I am sure that you had all been going crazy, wondering how the textual editing was going, sad not to be receiving daily updates. I know that this is the blog that people come to for the cutting edge of emendation methods, for breaking news about the use of copytexts.
Well good news!
I can tell you that one of the real pleasures of textual editing is trying to make the text itself (apart from any annotations or apparatus) as perfect as possible (or "apap" as we in the business might say). Making a text apap is an endurance event. It requires proofreading, re-proofreading, getting your friends to proofread, paying your students to proofread, and then—everyone’s favorite—pair-proofing. That is when one poor soul looks at the text you have prepared while another soul (really and truly, on the precipice of purgatory) reads aloud from the copytext, being sure to note capitalization, formatting, page breaks, etc.
That task, my friends, is DONE, but it did take about 100 hours. (I am not making that up.)
But NOW, I am in the enviable position of regularizing terminology. You see, the text in question is a wacky one, having been produced by a poet known for his poor habits of spelling and punctuation, and then published by a small house which seems not to have sprung for a proofreader. Or a copyeditor.
So the question facing me was, how many of the erratic capitalizations should I emend? How many leave, in order to allow for expression? How many variations in whether a particular term—especially a term used in a specific, technical way—is capitalized, abbreviated, or italicized can I allow?
The answer (and I am sure you are dying to know) is that this specialized vocabulary is being regularized, but all the other craziness will stand!
So now I am doing search + replace + emend (in my fancy dancy table) on all those terms. And this process, friends, is why I get paid the big bucks. It is dizzyingly boring work, and yet I must use my ultra-super powers to keep focused and not let a single instance of uncapitalized or unitalicized Daimon get past me.
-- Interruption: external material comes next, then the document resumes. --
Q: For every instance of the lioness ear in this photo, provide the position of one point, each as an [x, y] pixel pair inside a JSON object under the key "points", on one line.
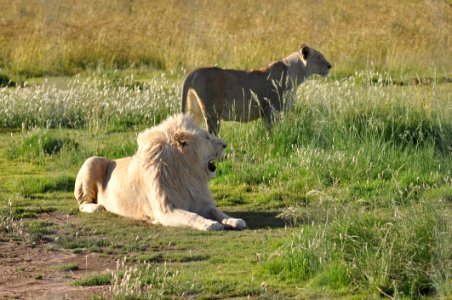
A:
{"points": [[304, 50], [181, 138]]}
It makes me think of the difference between swimming in a pool with lanes and swimming in a lake. In the pool, especially when you are swimming for a coach, and especially if you are doing a set of technique drills, everything has to be apap. Like today: we were doing a truly sadistic drill for freestyle, where you recover underwater (kind of like doggy paddle) but also where you keep your hands in fists, so that you practice the difference between having and lacking a feel for the water. (Guess which one it is when you are swimming with fists.) This drill is TIRING, and it also requires tremendous focus because you are not supposed to allow your elbows to drop.
Compare this with swimming in your average lake, where you don’t have a lane line, and no one can really see what your hands are doing, and you really cannot be certain how far you have swum. The sky is blue with little fluffy clouds and there are birds flying around. You are inside some boat-excluding buoys, so you don’t need to worry about being run over. The water temperature is perfect, and the fish are not biting.
How I long for a good lake swim! Yesterday I swam masters in the morning (3700 yards) and then swam in the lake. The person who organized the swim speculated that the distance was about 800 yards. At each buoy we waited for everyone to catch up, and enjoyed just being in the lake.
Luckily, if I can get this search + replace + emend task done by noon tomorrow, I get to swim in the lake.